Barclays has also been hit by US sub-prime losses
British bank Barclays is in talks to buy the core assets of Lehman Brothers - the US broker-dealer business and the mergers-and-acquisitions team.
Lehman - the fourth-largest investment bank in the US - filed for bankruptcy protection on Monday.
BBC Business Editor Robert Peston says Barclays does not want Lehmanís "toxic investments in the residential and commercial property markets".
Nor, he says, does it want Lehman's surviving, unsettled transactions.
However, our correspondent adds that Barclays does want the 8,000 to 10,000 US employees of Lehman - which it sees as formidable profit generators. But for the 5,000 Lehman staff in London, the outlook remains uncertain.
In a statement, Barclays confirmed that it was discussing with Lehman Brothers the possible acquisition of certain assets "on terms that would be attractive to Barclays shareholders".
"There can be no assurance that the discussions will result in an agreement. A further announcement will be made in due course," Barclays added.

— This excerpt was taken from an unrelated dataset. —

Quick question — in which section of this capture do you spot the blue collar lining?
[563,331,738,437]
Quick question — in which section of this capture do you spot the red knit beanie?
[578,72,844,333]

The collapse of Lehman, which had incurred billions of dollars of losses from the failing US mortgage market, has led to big falls on the global equity markets, with banking shares especially hard hit on worries that there could more victims.
There have also been fears that AIG, once the world's largest insurer, could face collapse. On Monday, the State of New York announced a "multi-billion dollar financing plan" to help stabilise AIG's finances.
In August, Barclays reported a 33% drop in pre-tax profits for the first half of 2008 following more credit crunch related write-downs.
The bank made £2.75bn, down from £4.1bn, which it said at the time was "acutely disappointing".
Barclays said last month it had taken charges of £2.45bn for bad debts, including exposure to US sub-prime mortgages and other credit market problems.